Regia: Ben Wheatley
Siamo nel 1648 durante la guerra civile inglese. Tre soldati ed un alchimista decidono di disertare e di avviarsi verso la birreria che uno di loro ha avvistato dall’altra parte di un campo, così da non dover più combattere e poter essere liberi.
Mentre viaggiano nel campo, verranno catturati da un uomo, un potente alchimista, un certo O’Neil, ex-collega del suddetto che li costringerà a cercare un tesoro nascosto proprio in quel campo. Ciò che non sanno è che il tesoro non è ciò che essi pensano, non sono ne monete ne gioielli, è qualcosa di molto più grande della loro comprensione.
Il film di Wheatley è difficile da classificare in un genere solo, sono presenti influenze da qualsiasi genere: l’idea del viaggio e la costruzione dei personaggi ricorda un western; le scene delle allucinazioni ricordano la video-arte e, al contempo, il cinema horror; l’ambientazione e i costumi sono tipici dei drammi in costume e così via. Un film ricco di contaminazioni che rendono questo A Field In England (questo è il titolo originale) un prodotto davvero imperdibile.
Come si deduce dal titolo originale stesso, il campo inglese sarà il vero protagonista della pellicola, un luogo apparentemente etereo e sovraumano, desolato se non per la presenza dei cinque avventurieri.

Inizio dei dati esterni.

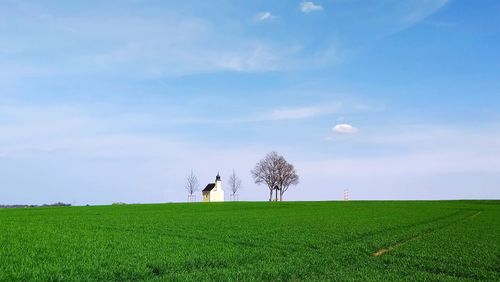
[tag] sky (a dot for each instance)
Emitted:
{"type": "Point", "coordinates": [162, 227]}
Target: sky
{"type": "Point", "coordinates": [118, 101]}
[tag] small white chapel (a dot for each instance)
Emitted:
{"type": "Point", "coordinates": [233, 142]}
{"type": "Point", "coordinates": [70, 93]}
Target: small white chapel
{"type": "Point", "coordinates": [213, 192]}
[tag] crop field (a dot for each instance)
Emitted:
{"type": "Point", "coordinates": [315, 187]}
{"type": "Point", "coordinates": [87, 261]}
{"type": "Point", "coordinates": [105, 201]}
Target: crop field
{"type": "Point", "coordinates": [380, 240]}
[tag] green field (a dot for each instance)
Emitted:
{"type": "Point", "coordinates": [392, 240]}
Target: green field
{"type": "Point", "coordinates": [443, 240]}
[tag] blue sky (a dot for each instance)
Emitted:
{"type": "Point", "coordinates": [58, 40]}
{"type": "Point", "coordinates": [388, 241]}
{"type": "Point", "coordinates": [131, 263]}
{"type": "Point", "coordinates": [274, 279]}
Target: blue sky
{"type": "Point", "coordinates": [106, 101]}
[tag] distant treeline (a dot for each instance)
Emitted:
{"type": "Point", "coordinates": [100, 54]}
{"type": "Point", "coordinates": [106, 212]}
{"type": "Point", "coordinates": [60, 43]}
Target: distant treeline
{"type": "Point", "coordinates": [58, 204]}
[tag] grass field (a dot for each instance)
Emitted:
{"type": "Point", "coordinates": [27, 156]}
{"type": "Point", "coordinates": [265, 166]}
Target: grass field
{"type": "Point", "coordinates": [444, 240]}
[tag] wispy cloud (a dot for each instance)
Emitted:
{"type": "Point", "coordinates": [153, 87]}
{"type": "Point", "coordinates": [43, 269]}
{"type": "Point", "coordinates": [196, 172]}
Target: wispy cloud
{"type": "Point", "coordinates": [264, 16]}
{"type": "Point", "coordinates": [424, 9]}
{"type": "Point", "coordinates": [296, 113]}
{"type": "Point", "coordinates": [308, 6]}
{"type": "Point", "coordinates": [344, 128]}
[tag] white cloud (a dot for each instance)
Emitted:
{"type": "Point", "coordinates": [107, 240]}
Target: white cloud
{"type": "Point", "coordinates": [344, 128]}
{"type": "Point", "coordinates": [307, 7]}
{"type": "Point", "coordinates": [264, 16]}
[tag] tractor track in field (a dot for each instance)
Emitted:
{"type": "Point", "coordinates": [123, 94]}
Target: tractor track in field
{"type": "Point", "coordinates": [384, 250]}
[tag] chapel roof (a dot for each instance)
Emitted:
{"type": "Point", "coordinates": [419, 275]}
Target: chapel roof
{"type": "Point", "coordinates": [210, 187]}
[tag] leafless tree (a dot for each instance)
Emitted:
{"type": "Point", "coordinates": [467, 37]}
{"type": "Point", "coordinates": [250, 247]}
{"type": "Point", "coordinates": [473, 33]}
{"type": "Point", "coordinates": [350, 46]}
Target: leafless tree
{"type": "Point", "coordinates": [192, 184]}
{"type": "Point", "coordinates": [234, 184]}
{"type": "Point", "coordinates": [276, 173]}
{"type": "Point", "coordinates": [287, 176]}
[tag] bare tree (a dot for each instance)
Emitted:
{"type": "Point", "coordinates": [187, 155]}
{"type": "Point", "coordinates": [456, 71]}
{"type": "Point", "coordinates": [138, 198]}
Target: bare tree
{"type": "Point", "coordinates": [276, 173]}
{"type": "Point", "coordinates": [192, 185]}
{"type": "Point", "coordinates": [287, 176]}
{"type": "Point", "coordinates": [234, 184]}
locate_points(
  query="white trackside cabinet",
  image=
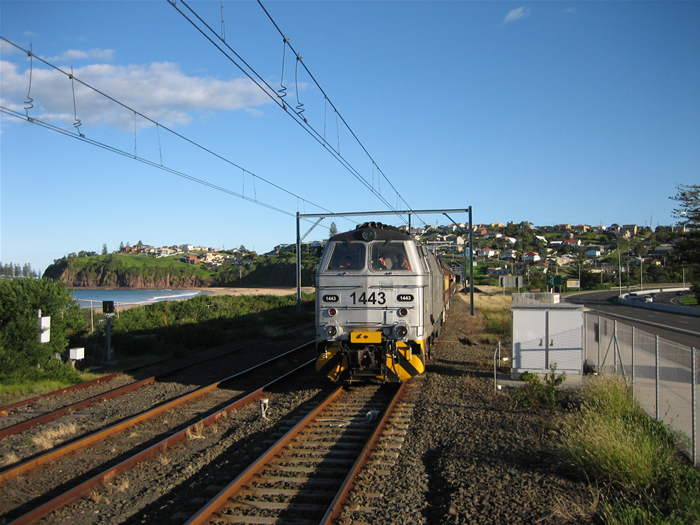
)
(547, 336)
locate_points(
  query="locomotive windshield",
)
(347, 256)
(389, 255)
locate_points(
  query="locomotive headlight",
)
(401, 331)
(332, 330)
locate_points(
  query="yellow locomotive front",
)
(374, 313)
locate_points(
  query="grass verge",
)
(612, 443)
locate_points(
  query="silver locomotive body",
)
(380, 302)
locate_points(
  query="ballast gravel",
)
(469, 456)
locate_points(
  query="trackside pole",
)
(298, 266)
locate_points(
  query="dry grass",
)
(122, 485)
(196, 431)
(51, 436)
(9, 459)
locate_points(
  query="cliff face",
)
(96, 274)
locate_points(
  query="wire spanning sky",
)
(548, 112)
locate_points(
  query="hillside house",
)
(530, 257)
(508, 255)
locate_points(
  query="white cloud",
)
(159, 90)
(516, 14)
(74, 54)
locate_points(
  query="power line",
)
(73, 79)
(278, 99)
(286, 41)
(118, 151)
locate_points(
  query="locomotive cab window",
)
(389, 256)
(347, 256)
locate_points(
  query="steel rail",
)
(152, 451)
(109, 394)
(103, 434)
(55, 414)
(220, 500)
(340, 499)
(30, 401)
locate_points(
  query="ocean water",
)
(85, 297)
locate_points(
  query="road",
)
(683, 329)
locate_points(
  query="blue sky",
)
(548, 112)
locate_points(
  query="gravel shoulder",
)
(469, 455)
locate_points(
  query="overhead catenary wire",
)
(118, 151)
(331, 103)
(259, 81)
(136, 113)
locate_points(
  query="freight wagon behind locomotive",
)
(380, 302)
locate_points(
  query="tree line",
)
(17, 270)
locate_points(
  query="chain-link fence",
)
(663, 374)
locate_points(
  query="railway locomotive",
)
(380, 302)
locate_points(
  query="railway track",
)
(72, 470)
(22, 415)
(304, 478)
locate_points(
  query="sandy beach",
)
(254, 291)
(120, 307)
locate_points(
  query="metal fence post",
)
(656, 366)
(694, 393)
(632, 364)
(598, 367)
(616, 348)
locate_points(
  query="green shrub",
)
(536, 391)
(22, 357)
(612, 443)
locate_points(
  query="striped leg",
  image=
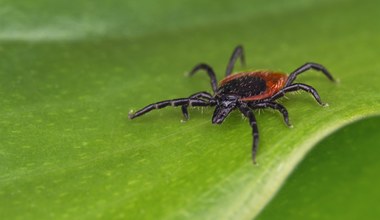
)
(274, 106)
(238, 52)
(255, 131)
(296, 87)
(210, 72)
(305, 67)
(199, 95)
(163, 104)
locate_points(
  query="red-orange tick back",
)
(244, 91)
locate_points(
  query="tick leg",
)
(255, 131)
(210, 72)
(305, 67)
(238, 52)
(296, 87)
(275, 106)
(162, 104)
(203, 95)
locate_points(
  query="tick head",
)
(225, 105)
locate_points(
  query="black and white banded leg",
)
(163, 104)
(199, 95)
(296, 87)
(210, 72)
(238, 52)
(305, 67)
(255, 131)
(275, 106)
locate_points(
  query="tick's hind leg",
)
(255, 131)
(275, 106)
(210, 72)
(199, 95)
(238, 52)
(296, 87)
(163, 104)
(305, 67)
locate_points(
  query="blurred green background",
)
(70, 71)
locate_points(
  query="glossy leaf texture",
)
(71, 72)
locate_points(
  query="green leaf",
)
(336, 180)
(70, 73)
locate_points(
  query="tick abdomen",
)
(255, 85)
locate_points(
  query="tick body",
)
(244, 91)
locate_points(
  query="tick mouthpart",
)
(131, 115)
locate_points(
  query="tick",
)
(244, 91)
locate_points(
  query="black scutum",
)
(245, 86)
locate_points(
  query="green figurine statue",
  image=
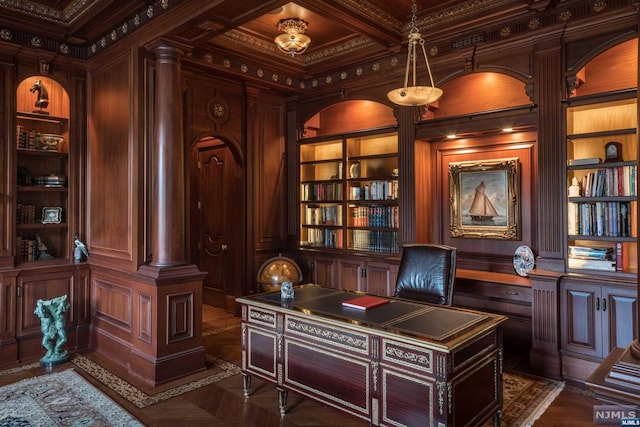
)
(51, 314)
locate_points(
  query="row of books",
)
(25, 214)
(324, 237)
(612, 219)
(592, 258)
(316, 192)
(323, 215)
(26, 249)
(375, 190)
(374, 241)
(617, 181)
(375, 216)
(25, 139)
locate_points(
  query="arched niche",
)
(58, 97)
(478, 92)
(349, 116)
(614, 69)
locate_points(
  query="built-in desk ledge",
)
(494, 277)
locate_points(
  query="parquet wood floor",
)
(223, 404)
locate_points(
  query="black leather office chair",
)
(427, 273)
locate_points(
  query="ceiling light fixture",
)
(415, 95)
(293, 41)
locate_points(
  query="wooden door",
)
(620, 313)
(220, 225)
(324, 272)
(380, 280)
(352, 275)
(582, 328)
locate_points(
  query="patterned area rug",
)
(60, 399)
(526, 397)
(219, 369)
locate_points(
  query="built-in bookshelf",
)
(349, 192)
(602, 185)
(42, 154)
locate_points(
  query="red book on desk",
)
(364, 302)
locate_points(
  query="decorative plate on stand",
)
(523, 260)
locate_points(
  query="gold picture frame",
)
(484, 200)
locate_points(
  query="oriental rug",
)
(59, 399)
(525, 398)
(218, 369)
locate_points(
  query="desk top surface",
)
(415, 319)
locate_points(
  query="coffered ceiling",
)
(341, 31)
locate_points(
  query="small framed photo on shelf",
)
(613, 151)
(51, 215)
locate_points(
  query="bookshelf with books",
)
(349, 193)
(42, 159)
(601, 181)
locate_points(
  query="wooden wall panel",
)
(470, 94)
(111, 167)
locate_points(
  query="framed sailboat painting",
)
(484, 200)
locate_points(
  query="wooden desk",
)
(403, 363)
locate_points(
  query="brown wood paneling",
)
(110, 176)
(620, 61)
(520, 145)
(476, 92)
(349, 116)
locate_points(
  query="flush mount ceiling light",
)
(415, 95)
(293, 41)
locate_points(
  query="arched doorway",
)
(217, 219)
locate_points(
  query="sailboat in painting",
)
(481, 208)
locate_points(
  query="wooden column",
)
(167, 300)
(168, 213)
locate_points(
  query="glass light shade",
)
(277, 270)
(415, 95)
(292, 43)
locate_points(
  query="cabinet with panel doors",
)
(42, 170)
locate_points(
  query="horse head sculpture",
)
(43, 95)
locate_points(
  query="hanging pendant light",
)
(415, 95)
(293, 41)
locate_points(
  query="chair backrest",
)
(427, 273)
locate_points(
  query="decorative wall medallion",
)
(599, 5)
(565, 15)
(217, 110)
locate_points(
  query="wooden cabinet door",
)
(324, 272)
(351, 275)
(582, 329)
(380, 279)
(620, 317)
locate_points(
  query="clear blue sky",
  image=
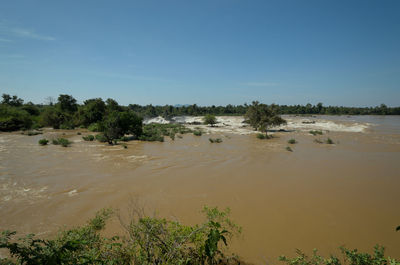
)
(205, 52)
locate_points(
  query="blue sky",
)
(206, 52)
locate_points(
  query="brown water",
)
(319, 195)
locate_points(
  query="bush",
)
(61, 141)
(94, 127)
(263, 136)
(316, 132)
(67, 126)
(150, 240)
(88, 137)
(32, 133)
(210, 119)
(101, 138)
(260, 136)
(352, 257)
(197, 132)
(127, 138)
(156, 132)
(329, 141)
(14, 118)
(43, 141)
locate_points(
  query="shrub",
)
(260, 136)
(352, 257)
(210, 119)
(61, 141)
(329, 141)
(43, 141)
(215, 140)
(31, 133)
(67, 126)
(172, 135)
(88, 137)
(14, 118)
(101, 138)
(318, 141)
(94, 127)
(197, 132)
(150, 240)
(127, 138)
(316, 132)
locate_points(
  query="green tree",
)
(12, 118)
(117, 124)
(262, 117)
(92, 111)
(12, 101)
(210, 119)
(67, 103)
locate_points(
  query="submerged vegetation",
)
(210, 119)
(151, 240)
(288, 148)
(148, 240)
(350, 257)
(316, 132)
(88, 137)
(262, 117)
(43, 141)
(215, 140)
(61, 141)
(97, 115)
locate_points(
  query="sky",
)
(208, 52)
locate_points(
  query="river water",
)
(318, 196)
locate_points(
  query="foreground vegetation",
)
(149, 240)
(115, 120)
(152, 240)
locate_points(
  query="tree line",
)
(66, 113)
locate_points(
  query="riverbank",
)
(319, 195)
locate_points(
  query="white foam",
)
(234, 124)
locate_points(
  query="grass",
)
(88, 137)
(61, 141)
(316, 132)
(43, 141)
(215, 140)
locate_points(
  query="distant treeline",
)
(66, 113)
(194, 110)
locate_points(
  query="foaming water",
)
(317, 196)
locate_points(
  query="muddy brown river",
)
(318, 196)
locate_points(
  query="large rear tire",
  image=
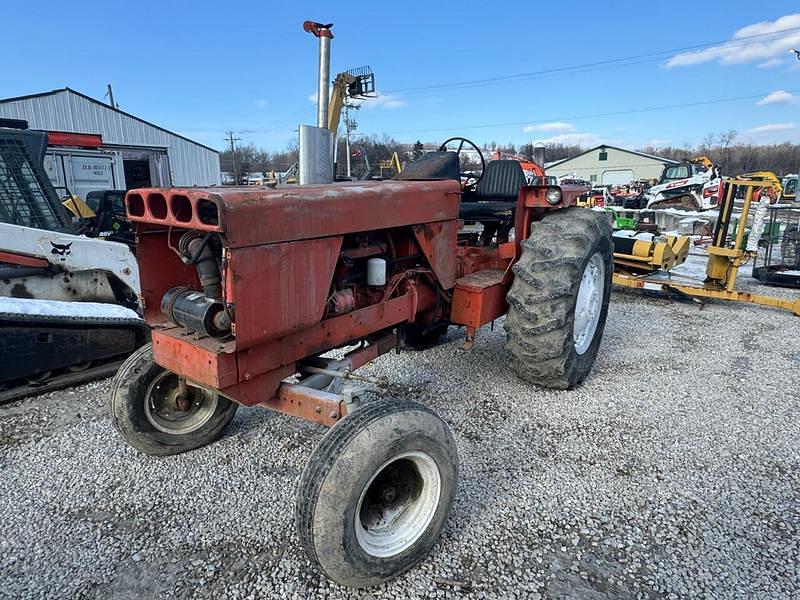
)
(376, 492)
(558, 301)
(147, 412)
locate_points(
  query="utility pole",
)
(110, 96)
(232, 141)
(350, 125)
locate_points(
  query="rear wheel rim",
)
(398, 504)
(163, 411)
(588, 304)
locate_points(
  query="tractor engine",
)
(241, 285)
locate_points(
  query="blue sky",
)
(201, 68)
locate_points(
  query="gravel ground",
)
(673, 472)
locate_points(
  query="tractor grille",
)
(23, 200)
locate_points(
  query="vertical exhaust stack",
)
(538, 154)
(316, 144)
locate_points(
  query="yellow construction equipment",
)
(642, 255)
(726, 254)
(391, 165)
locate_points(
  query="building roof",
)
(651, 156)
(105, 106)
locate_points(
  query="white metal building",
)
(126, 151)
(609, 165)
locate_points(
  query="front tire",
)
(558, 302)
(376, 492)
(152, 419)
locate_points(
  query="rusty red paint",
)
(438, 243)
(480, 298)
(279, 288)
(253, 216)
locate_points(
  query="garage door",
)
(617, 177)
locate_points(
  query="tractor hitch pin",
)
(380, 382)
(182, 398)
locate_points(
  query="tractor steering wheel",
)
(468, 179)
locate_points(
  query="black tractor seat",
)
(495, 196)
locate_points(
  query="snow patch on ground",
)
(57, 308)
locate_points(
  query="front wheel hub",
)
(397, 504)
(178, 409)
(589, 303)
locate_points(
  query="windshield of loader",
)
(26, 196)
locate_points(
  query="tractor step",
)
(479, 298)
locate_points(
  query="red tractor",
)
(249, 290)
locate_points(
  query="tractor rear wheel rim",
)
(589, 303)
(163, 409)
(397, 504)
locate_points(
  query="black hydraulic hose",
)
(197, 252)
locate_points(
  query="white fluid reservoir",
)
(376, 272)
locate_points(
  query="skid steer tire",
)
(135, 403)
(549, 346)
(376, 492)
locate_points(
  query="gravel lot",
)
(673, 472)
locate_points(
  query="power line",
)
(741, 41)
(591, 116)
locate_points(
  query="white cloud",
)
(772, 62)
(772, 128)
(576, 138)
(554, 126)
(777, 97)
(739, 51)
(385, 101)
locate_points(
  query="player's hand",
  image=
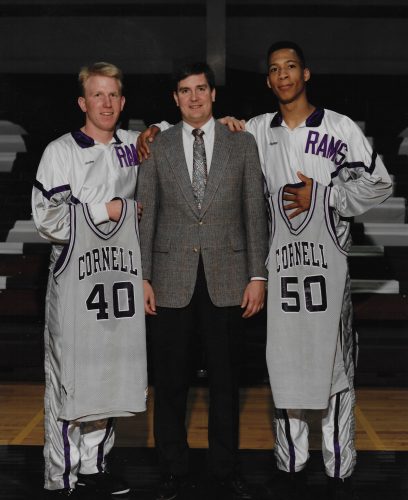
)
(144, 140)
(233, 123)
(299, 196)
(139, 210)
(149, 299)
(114, 209)
(254, 298)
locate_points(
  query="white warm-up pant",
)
(69, 447)
(292, 437)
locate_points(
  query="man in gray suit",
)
(204, 244)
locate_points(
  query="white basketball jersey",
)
(307, 272)
(100, 318)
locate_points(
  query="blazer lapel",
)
(175, 155)
(221, 152)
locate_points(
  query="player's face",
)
(286, 76)
(194, 98)
(102, 103)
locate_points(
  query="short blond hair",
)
(101, 68)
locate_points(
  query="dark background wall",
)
(356, 50)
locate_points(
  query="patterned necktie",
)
(199, 166)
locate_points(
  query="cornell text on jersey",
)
(108, 258)
(300, 253)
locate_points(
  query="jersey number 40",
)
(97, 300)
(313, 293)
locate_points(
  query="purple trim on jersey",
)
(117, 140)
(83, 140)
(100, 456)
(336, 443)
(358, 164)
(285, 216)
(316, 118)
(292, 454)
(276, 120)
(66, 253)
(99, 232)
(330, 222)
(49, 194)
(137, 224)
(67, 454)
(313, 120)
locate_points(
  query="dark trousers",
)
(174, 333)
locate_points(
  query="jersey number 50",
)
(96, 300)
(291, 296)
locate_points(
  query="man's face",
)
(286, 76)
(102, 103)
(194, 98)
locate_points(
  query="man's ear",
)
(82, 103)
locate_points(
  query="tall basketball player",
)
(92, 306)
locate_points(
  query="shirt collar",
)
(313, 120)
(207, 128)
(84, 141)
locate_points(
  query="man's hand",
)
(233, 123)
(254, 298)
(114, 209)
(299, 196)
(149, 299)
(144, 140)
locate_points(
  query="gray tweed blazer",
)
(230, 231)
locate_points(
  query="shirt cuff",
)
(162, 125)
(99, 213)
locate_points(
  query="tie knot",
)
(197, 132)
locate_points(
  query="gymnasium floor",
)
(381, 438)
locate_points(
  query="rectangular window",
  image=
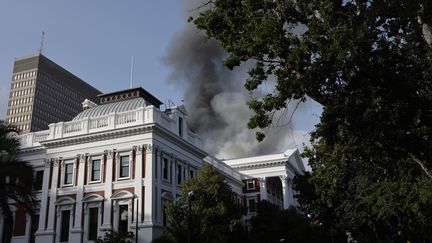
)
(250, 184)
(179, 174)
(68, 174)
(95, 172)
(65, 220)
(252, 205)
(180, 127)
(165, 175)
(38, 180)
(123, 219)
(93, 224)
(124, 166)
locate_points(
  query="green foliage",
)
(273, 224)
(214, 215)
(370, 65)
(16, 179)
(116, 237)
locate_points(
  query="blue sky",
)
(94, 40)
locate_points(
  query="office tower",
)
(42, 92)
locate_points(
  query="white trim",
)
(59, 211)
(64, 163)
(90, 160)
(118, 165)
(92, 201)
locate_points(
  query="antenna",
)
(131, 81)
(42, 42)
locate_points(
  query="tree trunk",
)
(8, 225)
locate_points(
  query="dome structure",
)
(105, 109)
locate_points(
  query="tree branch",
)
(420, 163)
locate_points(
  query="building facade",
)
(115, 165)
(42, 93)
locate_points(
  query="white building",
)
(116, 164)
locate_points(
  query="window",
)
(123, 219)
(64, 233)
(179, 174)
(124, 166)
(96, 169)
(250, 184)
(93, 224)
(180, 127)
(68, 174)
(165, 169)
(252, 205)
(38, 180)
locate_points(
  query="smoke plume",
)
(217, 101)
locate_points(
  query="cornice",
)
(34, 149)
(261, 164)
(99, 136)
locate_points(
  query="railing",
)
(140, 116)
(99, 122)
(33, 139)
(73, 127)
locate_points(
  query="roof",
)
(101, 110)
(129, 94)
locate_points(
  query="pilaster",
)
(138, 180)
(287, 192)
(149, 183)
(106, 224)
(263, 189)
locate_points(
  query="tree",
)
(369, 63)
(16, 179)
(272, 224)
(206, 210)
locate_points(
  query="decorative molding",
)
(256, 165)
(98, 136)
(56, 162)
(47, 162)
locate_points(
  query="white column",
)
(149, 183)
(77, 229)
(106, 225)
(158, 194)
(173, 165)
(287, 191)
(45, 193)
(138, 180)
(53, 195)
(263, 189)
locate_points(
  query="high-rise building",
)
(116, 165)
(42, 92)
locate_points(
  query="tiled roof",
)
(101, 110)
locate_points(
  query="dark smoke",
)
(217, 101)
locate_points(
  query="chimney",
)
(87, 104)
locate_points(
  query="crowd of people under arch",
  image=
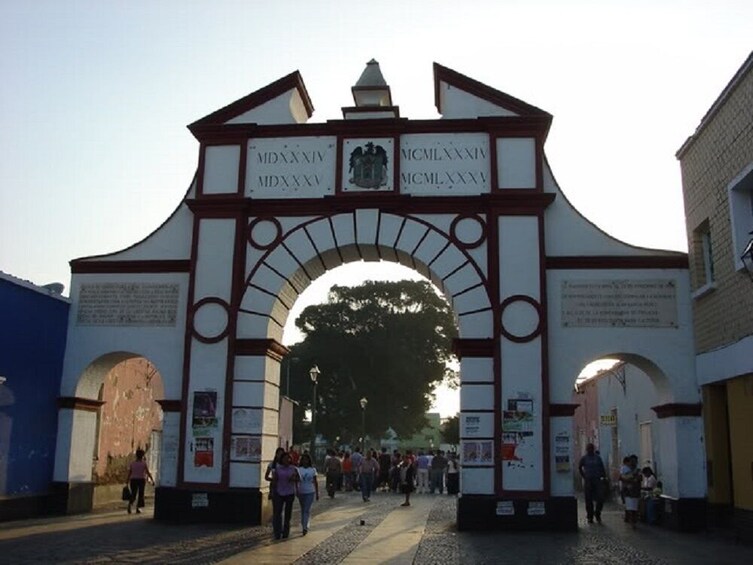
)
(292, 474)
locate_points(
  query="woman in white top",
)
(308, 489)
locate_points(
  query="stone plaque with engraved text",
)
(128, 304)
(619, 303)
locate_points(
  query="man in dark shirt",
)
(592, 470)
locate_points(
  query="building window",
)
(740, 192)
(708, 257)
(703, 263)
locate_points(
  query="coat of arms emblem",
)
(368, 166)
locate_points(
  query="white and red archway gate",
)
(469, 201)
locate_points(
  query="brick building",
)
(717, 178)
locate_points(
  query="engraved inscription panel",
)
(127, 304)
(444, 164)
(619, 303)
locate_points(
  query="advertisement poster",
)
(204, 412)
(562, 452)
(478, 452)
(517, 430)
(245, 448)
(203, 455)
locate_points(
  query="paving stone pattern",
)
(115, 537)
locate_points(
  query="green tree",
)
(388, 342)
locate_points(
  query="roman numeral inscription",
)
(436, 164)
(288, 181)
(289, 157)
(290, 167)
(444, 178)
(444, 153)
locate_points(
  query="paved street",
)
(423, 533)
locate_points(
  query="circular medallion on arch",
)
(520, 318)
(210, 319)
(264, 233)
(468, 230)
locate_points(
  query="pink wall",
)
(129, 415)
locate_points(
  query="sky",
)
(95, 96)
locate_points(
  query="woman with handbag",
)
(285, 483)
(138, 473)
(308, 490)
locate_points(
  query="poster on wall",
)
(204, 412)
(203, 455)
(517, 432)
(478, 452)
(562, 452)
(245, 448)
(246, 421)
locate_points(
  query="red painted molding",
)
(171, 405)
(503, 202)
(563, 409)
(152, 266)
(677, 409)
(679, 261)
(269, 347)
(471, 86)
(394, 110)
(255, 99)
(77, 403)
(473, 348)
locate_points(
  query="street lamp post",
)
(314, 374)
(747, 258)
(363, 403)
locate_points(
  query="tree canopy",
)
(388, 342)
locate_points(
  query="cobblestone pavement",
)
(114, 537)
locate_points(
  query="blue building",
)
(33, 327)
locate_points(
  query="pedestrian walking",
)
(369, 473)
(384, 470)
(308, 490)
(138, 473)
(332, 472)
(453, 475)
(285, 479)
(356, 460)
(436, 472)
(407, 474)
(631, 479)
(422, 466)
(348, 472)
(269, 475)
(594, 474)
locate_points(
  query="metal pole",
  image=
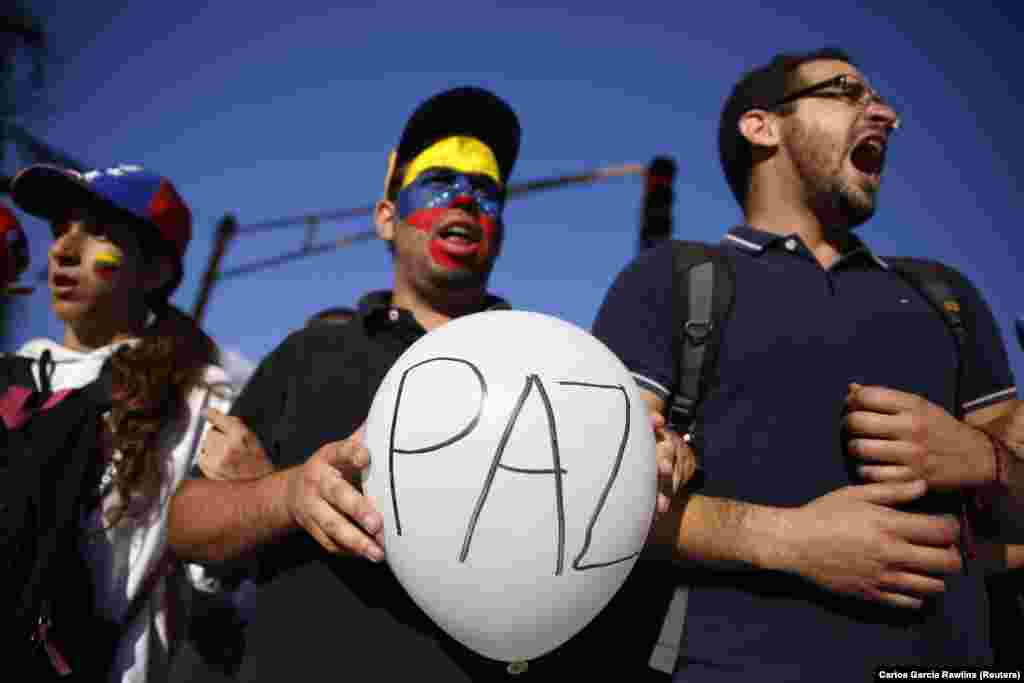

Un campo delimitato da una fitta vegetazione oltre la quale non ci è possibile vedere.
Per rendere il tutto ancora più straniante, il regista ha deciso di ricorrere ad uno splendido bianco e nero, permettendo al campo di risaltare sullo sfondo cupo della foresta, creando un confine netto tra il mondo nel quale si svolge l’azione ed il mondo reale.
La pellicola infatti si pone come obiettivo quello di proporre un viaggio diverso da qualsiasi altro, un viaggio apparentemente insensato ma che, alla fine del film, si renderà più chiaro e meno criptico.
La sceneggiatura del film è buona, ricca di umorismo nero ma di difficile comprensione, le azioni ci verranno mostrate sullo schermo così come accadono, senza spiegazioni e con un montaggio che spesso non aiuta lo spettatore a capire quello che sta vedendo. Pian piano i vari tasselli verranno ricomposti a formare la trama vera e propria ma alcune scene restano abbastanza misteriose e difficilmente comprensibili (come la scena della corda).
Prima accennavo alla video-arte non a caso, nella seconda metà del film assisteremo sempre più spesso ad allucinazioni e visioni caleidoscopiche della realtà, immagini tanto affascinanti quanti disturbanti, in grado di ipnotizzarci e di incantarci. In un certo senso, viene riproposta una versione seicentesca di Enter The Void del buon Gaspar Noé o di 2001 Odissea nello Spazio, se preferite.
Ad ogni modo, questi effetti visivi denotano una grande capacità tecnica del regista che riesce a rendere visivamente accattivante non solo queste scene ma ogni inquadratura del film. In ogni istante avremo l’impressione di osservare un quadro, a volte di tipo paesaggistico a volte di tipo naturalistico, unito a tableaux vivants utilizzati come alternativa alla narrazione tradizionale.
A tutto ciò si accompagna una colonna sonora degna di nota che accosta brani eseguiti con strumenti dell’epoca a tracce di elettronica minimale che comunque combaciano alla perfezione con tutte le scene allucinate che vedremo sullo schermo.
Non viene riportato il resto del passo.